For this ANOVA test, we will set our alpha level to 0.1 and the null hypothesis that there is no difference between the means of the floor area for the flat types.
## Analysis of Variance Table
##
## Response: floor_area_sqm
## Df Sum Sq Mean Sq F value Pr(>F)
## flat_type2 2 9370466 4685233 77207 < 2.2e-16 ***
## Residuals 38692 2347999 61
## ---
## Signif. codes: 0 '***' 0.001 '**' 0.01 '*' 0.05 '.' 0.1 ' ' 1
The ANOVA test showed that the p-value was less than 0.001 and so we can reject the null hypothesis; concluding that there is a mean difference between the floor area of flat types.
To determine which pairs of flat types had differences, we can conduct a series pairwise t-test with Bonferroni correction.

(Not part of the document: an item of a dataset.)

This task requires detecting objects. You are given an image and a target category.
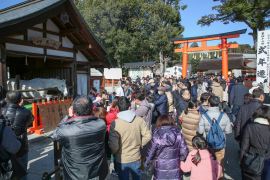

We will set alpha to 0.1 for this test.
##
## Pairwise comparisons using t tests with pooled SD
##
## data: filtered_data$floor_area_sqm and filtered_data$flat_type2
##
## 4-room 5-room
## 5-room <2e-16 -
## Executive <2e-16 <2e-16
##
## P value adjustment method: bonferroni
The pairwise t-tests showed p-values of less than 0.001 for all possible pairs, which means that we can reject all null hypotheses that there were no differences in mean floor areas between flat types. As such, we will be keeping both variables for predicting HDB resale prices.
After exploring our data and gaining some insights into the trends and factors possibly influencing resale prices, we will be modelling the prices to predict them.
For these linear regression models, the alpha level will be set at 0.1.
Three models were fitted:
- A model with all the feature variables listed above (aka the Full model)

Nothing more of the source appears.